Mag sein, dass Jeff Bezos’ Nullsummenspiel nach einigen Jahren doch noch aufgeht und vielleicht sogar ein marginaler Gewinn überbleibt – allein markenbildend sind die dauerhaften Flops kaum. Das Konzernimage hat durch die zahlreichen Verkaufsflops ebenso Kratzer bekommen wie durch die Arbeitsbedingungen und Bezos' knallhartes Auftreten.  Der Wind hat 2014 gedreht und stürmt dem notorisch gut gelaunten Amazon-Gründer plötzlich eisig ins Gesicht.

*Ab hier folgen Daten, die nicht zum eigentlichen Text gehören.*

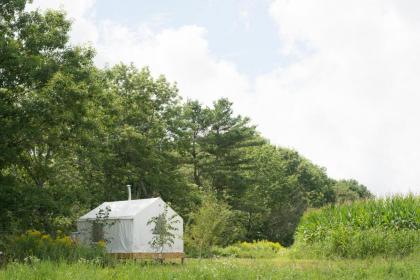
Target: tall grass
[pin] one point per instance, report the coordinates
(223, 268)
(387, 227)
(253, 250)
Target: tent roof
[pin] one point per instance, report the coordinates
(125, 209)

David Einhorn: Bubble-Aktie Amazon steht vor Zeitenwende

Im nächsten Jahr wird der Internet-Umsatz-Riese auch den Nachweis erbringen müssen, Geld verdienen zu können, ansonsten dürfte die Wall Street komplett die Geduld verlieren. Bereits in den abgelaufenen Monaten machte es nicht mehr wirklich Spaß, Amazon-Aktionär zu sein – die Aktie crashte von über 400 auf unter 300 Dollar.

Und das könnte erst der Anfang sein, wenn man Fondsmanager David Einhorn Glauben schenken darf: Der Hedgefonds-Hai fügte eine Short-Position (Wette auf fallende Kurse) von Amazon seinem berüchtigten Fonds der „Bubble Stocks“ hinzu – jener aufgeblasenen Aktien also, aus denen die Luft entweichen könnte.

„Amazons jüngste, enttäuschende Entwicklung ist bemerkenswert, zumal die Story seit Jahren lautete: Amazon arbeitet nicht profitabel, weil es so schnell wächst. Nun verlangsamt sich das Wachstum, aber statt dadurch höhere Gewinne freizusetzen, führt das langsamere Wachstum zu größeren Verlusten“, mahnt Einhorn an. In anderen Worten: Das echte Erdbeben könnte Amazon erst noch bevorstehen.